For classification problems that are skewed in their classification distributions like in our case, for example if we had a 100 text messages and only 2 were spam and the rest 98 weren't, accuracy by itself is not a very good metric. We could classify 90 messages as not spam(including the 2 that were spam but we classify them as not spam, hence they would be false negatives) and 10 as spam(all 10 false positives) and still get a reasonably good accuracy score. For such cases, precision and recall come in very handy. These two metrics can be combined to get the F1 score, which is weighted average of the precision and recall scores. This score can range from 0 to 1, with 1 being the best possible F1 score.

In [25]:
from sklearn.metrics import accuracy_score, precision_score, recall_score, f1_score
print('Accuracy score: ', format(accuracy_score(y_test, predictions)))
print('Precision score: ', format(precision_score(y_test, predictions)))
print('Recall score: ', format(recall_score(y_test, predictions)))
print('F1 score: ', format(f1_score(y_test, predictions)))

Accuracy score:  0.9885139985642498
Precision score:  0.9720670391061452
Recall score:  0.9405405405405406
F1 score:  0.9560439560439562


###  Conclusion ###

* One of the major advantages that Naive Bayes has over other classification algorithms is its ability to handle an extremely large number of features.

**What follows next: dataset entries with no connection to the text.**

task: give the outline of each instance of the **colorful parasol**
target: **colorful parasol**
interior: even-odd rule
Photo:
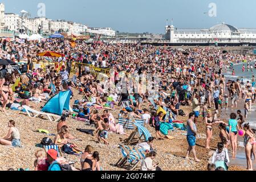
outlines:
[[[36,56],[42,57],[59,57],[65,56],[65,55],[63,54],[53,51],[46,51],[44,52],[38,53],[36,55]]]

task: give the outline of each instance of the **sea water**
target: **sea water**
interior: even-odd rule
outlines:
[[[253,75],[254,76],[256,75],[256,69],[254,68],[254,64],[256,60],[253,61],[251,61],[249,63],[249,65],[252,65],[253,67],[253,71],[251,71],[250,67],[250,70],[248,72],[247,69],[247,63],[242,63],[240,64],[234,64],[233,66],[233,68],[235,71],[235,75],[232,75],[232,69],[227,69],[226,72],[224,73],[224,75],[226,78],[226,81],[232,80],[232,81],[237,81],[237,79],[239,79],[240,81],[242,79],[243,82],[245,84],[247,83],[247,81],[249,81],[250,83],[251,83],[251,78]],[[245,72],[243,72],[242,70],[242,67],[243,64],[245,65]],[[227,90],[226,90],[227,91]],[[229,106],[230,106],[231,101],[229,100]],[[229,118],[229,115],[231,113],[237,113],[238,110],[240,109],[242,111],[242,113],[244,114],[243,105],[245,102],[243,99],[240,99],[238,101],[238,107],[237,108],[230,108],[229,107],[228,109],[225,110],[225,109],[222,109],[221,113],[221,118]],[[255,119],[255,114],[256,114],[256,105],[253,105],[251,107],[251,111],[249,112],[247,115],[247,118],[245,119],[245,122],[249,123],[250,126],[251,128],[256,129],[256,119]],[[243,142],[243,138],[241,136],[238,136],[238,146],[242,147],[244,148]],[[230,146],[231,147],[231,146]],[[245,150],[239,150],[237,151],[237,156],[235,159],[231,159],[232,154],[230,152],[229,154],[230,163],[230,164],[237,165],[238,166],[241,166],[246,168],[246,157],[245,156]],[[253,159],[254,158],[253,156]],[[256,161],[253,160],[253,168],[256,169]]]

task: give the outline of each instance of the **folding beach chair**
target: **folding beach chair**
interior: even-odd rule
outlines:
[[[56,114],[38,111],[36,110],[30,108],[28,106],[22,106],[22,107],[25,109],[26,112],[30,118],[36,118],[40,117],[42,115],[46,115],[48,119],[50,121],[54,122],[59,121],[61,118],[61,116]]]
[[[133,131],[128,138],[124,140],[124,143],[129,145],[148,141],[148,139],[151,137],[151,134],[148,129],[137,123],[133,122]]]
[[[124,145],[120,145],[120,147],[123,158],[116,164],[119,168],[124,168],[128,170],[133,171],[139,163],[141,162],[145,158],[145,156],[143,151],[136,147],[132,147]],[[125,166],[127,163],[128,163],[128,165]]]
[[[62,150],[58,145],[44,146],[43,148],[44,148],[46,152],[47,152],[50,149],[54,149],[58,152],[58,157],[62,157],[63,156]]]
[[[119,168],[121,168],[125,165],[128,162],[128,159],[130,158],[129,152],[128,148],[123,144],[119,144],[119,147],[121,149],[121,153],[123,157],[121,158],[115,164]]]

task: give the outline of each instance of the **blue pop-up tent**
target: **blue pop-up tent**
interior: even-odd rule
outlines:
[[[70,110],[71,96],[70,90],[60,92],[50,99],[41,111],[62,115],[63,110]]]
[[[63,39],[64,36],[56,32],[54,34],[51,35],[50,38],[52,39]]]

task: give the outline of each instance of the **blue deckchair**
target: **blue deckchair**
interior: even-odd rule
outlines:
[[[136,119],[135,122],[140,124],[141,126],[144,126],[144,120],[143,119]],[[123,125],[124,129],[127,130],[133,130],[133,125],[132,125],[133,120],[127,118],[119,118],[118,119],[118,123],[120,125]]]
[[[133,122],[133,131],[128,138],[124,140],[124,143],[129,145],[148,141],[148,139],[151,137],[149,131],[139,123]]]
[[[59,146],[58,145],[51,145],[51,146],[44,146],[43,148],[44,148],[46,153],[47,151],[50,149],[54,149],[56,150],[58,152],[58,156],[62,156],[62,150],[59,147]]]
[[[116,163],[118,167],[124,167],[128,163],[129,165],[125,167],[128,170],[133,170],[137,166],[139,163],[145,158],[143,151],[136,147],[128,147],[120,144],[121,158]]]

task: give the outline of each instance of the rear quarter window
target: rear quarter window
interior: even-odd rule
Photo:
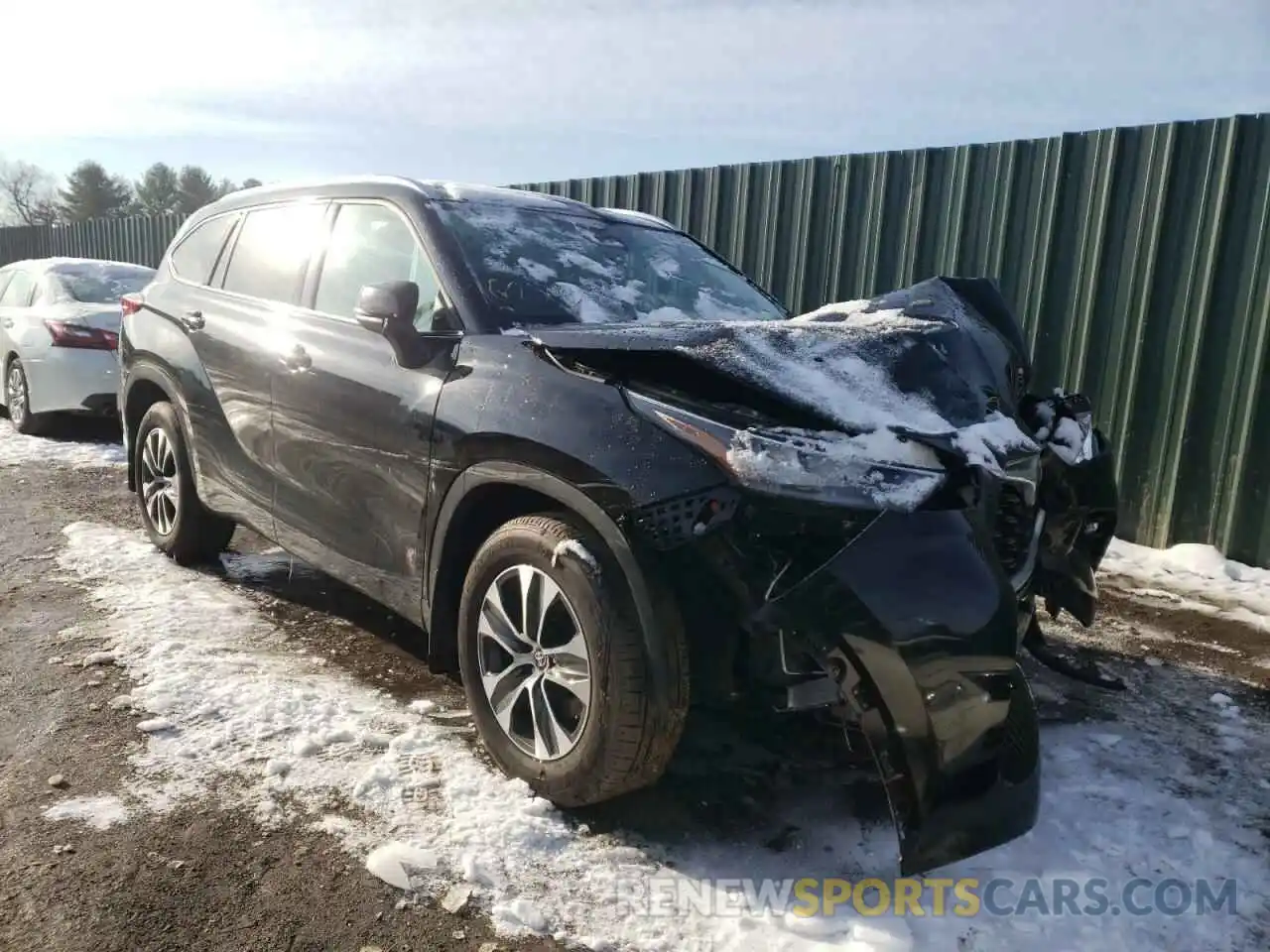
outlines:
[[[173,249],[169,259],[177,277],[196,284],[207,284],[236,218],[236,215],[208,218],[185,235]]]

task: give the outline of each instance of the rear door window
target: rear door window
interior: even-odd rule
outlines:
[[[25,307],[30,303],[30,292],[36,289],[36,281],[25,272],[14,272],[9,287],[0,294],[0,307]]]
[[[431,330],[441,286],[414,230],[386,204],[342,204],[326,242],[314,310],[352,317],[357,292],[386,281],[419,286],[415,327]]]
[[[293,303],[323,232],[325,203],[276,204],[246,213],[225,270],[224,288]]]
[[[236,220],[236,215],[221,215],[208,218],[185,235],[171,253],[171,269],[177,272],[177,277],[206,284]]]

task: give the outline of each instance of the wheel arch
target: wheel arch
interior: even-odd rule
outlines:
[[[194,453],[193,434],[189,429],[189,413],[180,399],[180,387],[168,371],[151,363],[137,364],[128,373],[128,381],[123,391],[121,410],[123,423],[123,449],[127,454],[128,489],[137,489],[136,471],[136,446],[137,430],[141,428],[141,418],[155,404],[168,402],[177,411],[177,420],[180,423],[182,435],[185,438],[185,452],[189,454],[190,466],[194,468],[196,485],[202,482],[202,472],[198,467],[198,457]]]
[[[458,600],[467,566],[486,538],[521,515],[559,512],[591,529],[622,572],[622,586],[640,625],[648,661],[650,703],[662,713],[674,707],[672,638],[682,621],[669,589],[631,547],[617,522],[593,499],[545,470],[512,461],[485,461],[461,472],[441,504],[425,562],[429,665],[457,668]]]

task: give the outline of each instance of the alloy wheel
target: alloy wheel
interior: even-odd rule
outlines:
[[[494,720],[522,751],[556,760],[591,713],[591,652],[578,616],[551,578],[514,565],[494,579],[476,625],[481,685]]]
[[[9,421],[14,429],[20,428],[27,419],[27,378],[22,373],[22,364],[17,360],[9,364],[9,374],[5,380],[5,405],[9,407]]]
[[[155,532],[170,536],[180,512],[177,453],[157,426],[146,434],[141,447],[141,499]]]

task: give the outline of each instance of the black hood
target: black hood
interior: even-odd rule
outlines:
[[[624,382],[663,377],[706,399],[721,374],[748,402],[777,397],[820,421],[809,429],[945,442],[997,413],[1017,419],[1030,376],[1017,325],[984,279],[932,278],[785,321],[578,324],[533,338]]]

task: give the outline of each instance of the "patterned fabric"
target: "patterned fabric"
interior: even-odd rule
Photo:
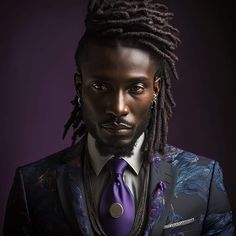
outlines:
[[[84,142],[16,171],[4,235],[93,236],[83,181]],[[231,236],[219,163],[173,146],[150,164],[145,236]]]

In our case, each word is treated as a feature and there are thousands of different words. Also, it performs well even with the presence of irrelevant features and is relatively unaffected by them. 
* The other major advantage it has is its relative simplicity. Naive Bayes' works well right out of the box and tuning it's parameters is rarely ever necessary, except usually in cases where the distribution of the data is known. 
* It rarely ever overfits the data. 
* Another important advantage is that its model training and prediction times are very fast for the amount of data it can handle.